(EVPN) SDN inter-node vm to vm throughput looks degraded

freakingObelix

New Member
Mar 11, 2025
18
1
3
Hello folks, well... I know there are many other posts about this and I'm just not sure if I did everything that was suggested in those posts but so far:
1. used multiqueue in both VM adapters
2. tested in the same node ~13gbps throughput (iperf3), and different node ~1.6gbps with or without multiqueue enabled.
3. both phisical nodes are bare metal, dual 10gbps NIC NOT shared with storage, dedicated 10gbps NIC for SDN

My HW is a bit old, but solid. Dual cpu xeon X5670 on each node, NICs are HP (Emulex) NC553i.
I'm using Non-registered repos, v8.4.1, updated today. Frr 10.2.2-1+pve1

Should I expect more throughput and assume I did something wrong / there is any issue with kernel or any module? Or is this normal?

Thanks for helping!
 
I really don't known how vxlan are performing with such "bit old" -> 2010 cpu ;)

also modern nic have vxlan offloading, so it'll be full cpu here for vxlan encapsulation.

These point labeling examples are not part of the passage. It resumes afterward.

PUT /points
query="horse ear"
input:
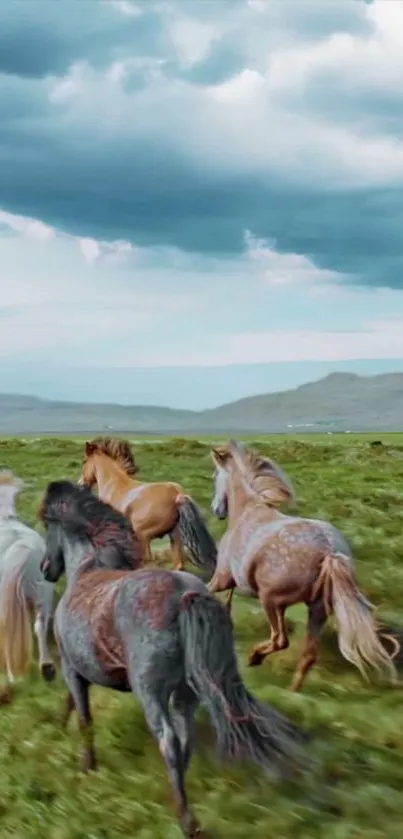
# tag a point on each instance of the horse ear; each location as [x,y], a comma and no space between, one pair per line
[237,445]
[219,455]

maybe try to disable spectre,meltdown,...mitigations.
 
I was truly afraid of such answer xD already tried disabling, no changes, so rolled back.
maybe check your cpu stats if you don't have a core at 100%, as it's quite possible that old nics don't have the RSS feature compatible with vxlan, so are not able to dispatch vxlan traffic across multiple cores.
 
Hey @spirit yes, that's exactly what is going on.
I guess EVPN isn't optimal in this scenario.
One-last-question: Does QinQ require hardware offloading too? Because if not (or "not that much" as I think it would be), then there is my answer. If I need to span across sites I can use some L2 VPN... I thought about this but I don't know the limits of my stupidity before begining to build things. So much over my knowledge.
Thanks a lot for your help.
 
Last edited:
Hello again! @spirit after a maintenance window, switched every single VNET to QinQ but... nothing changed at all. All my network supports a MTU of 9216b, the bridge for QinQ has a MTU of 2000, and the qinq zone is defined with a MTU of 1500 to be transparent for VMs. Same host performance maxes out the interface capacity but inter-node traffic through the SDN always saturates a single core and causes this bottleneck. Isn't there anything else I can do?
Thanks in advance.